How the Life of a Filter Can be Improved
As we discussed in the last section, the motor design has a big impact on the ability for a BSC to undergo a larger pressure drop and extend the filter life. The main way to improve the life of a filter above its standard design within a BSC is to employ a more efficient motor design. New motor technologies―such as DC ECM motors―are now becoming available to BSC users to, among other things, improve the life of the HEPA filter.
The newer DC ECM motors increase the load capacity and lifespan of a HEPA filter, and they also simultaneously reduce the energy consumption of the BSC compared to older motors―up to a 50% reduction. These DC motors don’t have an increased torque (so don’t improve loading capacity in this way like most motor advancements have), but they utilize airflow feedback loop control system or a motor feedback control system to increase the speed (in rpm’s) of the fan. These control systems and increased fan speeds can be used to reduce the filter loading capacity of the system, but the motor and blower can still meet the NSF requirements in terms of acceptable performance.
The DC ECM motor has a specific forward curved fan to fit the width of the BSC it is used in. The increase in filter loading capacity, thanks to an increased speed, means that the higher pressure drops (250%) are possible with these motors unlike many of the conventional motors used, allowing those longer filter lifetimes to be obtained.

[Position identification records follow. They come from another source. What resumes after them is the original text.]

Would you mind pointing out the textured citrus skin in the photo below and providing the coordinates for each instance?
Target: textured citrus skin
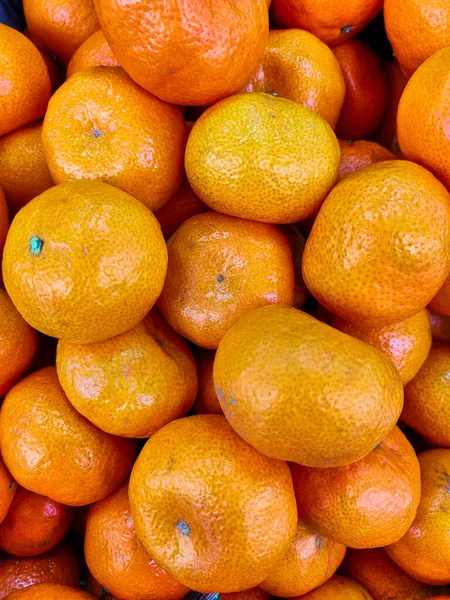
(94, 52)
(366, 90)
(427, 404)
(25, 81)
(52, 450)
(187, 53)
(118, 560)
(406, 343)
(298, 66)
(424, 551)
(264, 158)
(424, 116)
(60, 26)
(416, 30)
(58, 566)
(220, 268)
(133, 384)
(382, 230)
(382, 578)
(98, 265)
(330, 20)
(310, 561)
(24, 172)
(18, 344)
(212, 511)
(100, 125)
(347, 387)
(343, 503)
(359, 154)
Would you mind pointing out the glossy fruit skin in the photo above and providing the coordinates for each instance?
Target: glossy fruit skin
(382, 578)
(298, 66)
(310, 561)
(220, 268)
(366, 90)
(101, 126)
(24, 172)
(215, 534)
(427, 405)
(330, 20)
(424, 115)
(133, 384)
(343, 503)
(26, 83)
(416, 30)
(84, 262)
(118, 560)
(275, 161)
(93, 52)
(192, 54)
(346, 386)
(61, 26)
(424, 551)
(406, 344)
(34, 524)
(52, 450)
(381, 230)
(359, 154)
(18, 344)
(58, 566)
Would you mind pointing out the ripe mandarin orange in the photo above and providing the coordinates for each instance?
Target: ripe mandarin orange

Out of all the motors used in BSCs, including older AC PSCs and other DC motors, the DC ECM has the lowest life cycle cost in terms of energy, filter load capacity and reliability.
Conclusion
There are no single answers to the questions “when should I change my filter?” and “how long will my filter last?” There can be a vast difference in HEPA filter lifetimes based on the level of particulate matter that will be exposed to the filter, the effectiveness of the motor used to provide the cabinet’s airflow and the level of pressure drop that a BSC can withstand without losing too much airflow performance.
However, having an idea―even if it is a rough one―of the realistic lifetimes of a HEPA filter (and how often you will have to change it) is crucial if you’re looking to work out the life cycle cost and value proposition of a BSC for your lab. Without it, you will be missing a key part of the costing when it comes to maintenance and part replacement.

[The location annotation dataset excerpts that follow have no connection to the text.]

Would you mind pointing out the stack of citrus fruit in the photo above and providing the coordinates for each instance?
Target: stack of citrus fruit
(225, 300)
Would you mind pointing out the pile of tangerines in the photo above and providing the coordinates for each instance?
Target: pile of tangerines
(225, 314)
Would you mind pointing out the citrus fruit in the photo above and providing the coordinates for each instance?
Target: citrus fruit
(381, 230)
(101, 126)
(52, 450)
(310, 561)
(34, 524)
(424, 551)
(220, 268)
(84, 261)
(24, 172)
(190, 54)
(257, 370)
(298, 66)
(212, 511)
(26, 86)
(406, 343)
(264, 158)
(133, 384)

Methods have been developed using these factors (in particular, pressure drop capabilities) to provide a rough estimate of a filter’s lifetime based on the performance of the motor within the BSC and the laboratory environment that the BSC will be utilized in. The average industry standard is around 7 years, but this can be as low as 3 years based on the lowest level of acceptable performance, or as high as 10 years if a new motor technology is used.